Physiological relevance of the neuronal isoform of inositol-1,4,5-trisphosphate 3-kinases in mice.

Neurosci Lett 2020 09 25;735:135206. Epub 2020 Jun 25.

Department of Biochemistry and Signal Transduction, University Medical Center Hamburg-Eppendorf, Martinistrasse 52, D-20246, Hamburg, Germany. Electronic address:

Inositol-1,4,5-trisphosphate 3-kinase-A (ITPKA) is the neuronal isoform of ITPKs and exhibits both actin bundling and InsPkinase activity. In addition to neurons, ITPKA is ectopically expressed in tumor cells, where its oncogenic activity increases tumor cell malignancy.

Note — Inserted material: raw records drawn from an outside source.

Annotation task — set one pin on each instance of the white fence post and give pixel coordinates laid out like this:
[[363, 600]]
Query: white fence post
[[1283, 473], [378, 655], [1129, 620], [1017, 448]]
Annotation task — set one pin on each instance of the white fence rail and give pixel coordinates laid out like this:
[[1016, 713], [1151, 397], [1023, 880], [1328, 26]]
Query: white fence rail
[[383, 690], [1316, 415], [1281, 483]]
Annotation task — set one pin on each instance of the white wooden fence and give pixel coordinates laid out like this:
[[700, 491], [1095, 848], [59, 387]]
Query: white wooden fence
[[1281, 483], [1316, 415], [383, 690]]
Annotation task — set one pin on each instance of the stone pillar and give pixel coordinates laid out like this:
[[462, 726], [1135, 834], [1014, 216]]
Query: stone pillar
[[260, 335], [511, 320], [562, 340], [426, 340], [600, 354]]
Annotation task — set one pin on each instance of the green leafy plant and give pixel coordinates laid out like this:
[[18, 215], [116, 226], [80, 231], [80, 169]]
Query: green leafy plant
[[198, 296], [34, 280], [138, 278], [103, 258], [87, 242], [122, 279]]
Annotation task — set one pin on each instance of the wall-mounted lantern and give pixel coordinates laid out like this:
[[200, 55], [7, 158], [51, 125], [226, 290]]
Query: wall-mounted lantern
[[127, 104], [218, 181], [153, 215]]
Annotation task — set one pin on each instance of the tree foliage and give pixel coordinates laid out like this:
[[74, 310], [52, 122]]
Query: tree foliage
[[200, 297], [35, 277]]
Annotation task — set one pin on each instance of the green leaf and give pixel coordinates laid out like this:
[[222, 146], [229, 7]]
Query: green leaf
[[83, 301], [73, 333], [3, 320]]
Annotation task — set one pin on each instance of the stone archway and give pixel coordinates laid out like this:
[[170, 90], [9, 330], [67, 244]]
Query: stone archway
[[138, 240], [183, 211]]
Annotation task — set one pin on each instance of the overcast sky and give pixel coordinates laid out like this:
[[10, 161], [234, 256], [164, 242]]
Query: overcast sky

In order to analyze the physiological relevance of ITPKA, here we performed a broad phenotypic screening of itpka deficient mice. Our data show that among the neurobehavioral tests analyzed, itpka deficient mice reacted faster to a hotplate, prepulse inhibition was impaired and the accelerating rotarod test showed decreased latency of itpka deficient mice to fall. These data indicate that ITPKA is involved in the regulation of nociceptive pathways, sensorimotor gating and motor learning. Analysis of extracerebral functions in control and itpka deficient mice revealed significantly reduced glucose, lactate, and triglyceride plasma concentrations in itpka deficient mice. Based on this finding, expression of ITPKA was analyzed in extracerebral tissues and the highest level was found in the small intestine. However, functional studies on CaCo-2 control and ITPKA depleted cells showed that glucose, as well as triglyceride uptake, were not significantly different between the cell lines. Altogether, these data show that ITPKA exhibits distinct functions in the central nervous system and reveal an involvement of ITPKA in energy metabolism.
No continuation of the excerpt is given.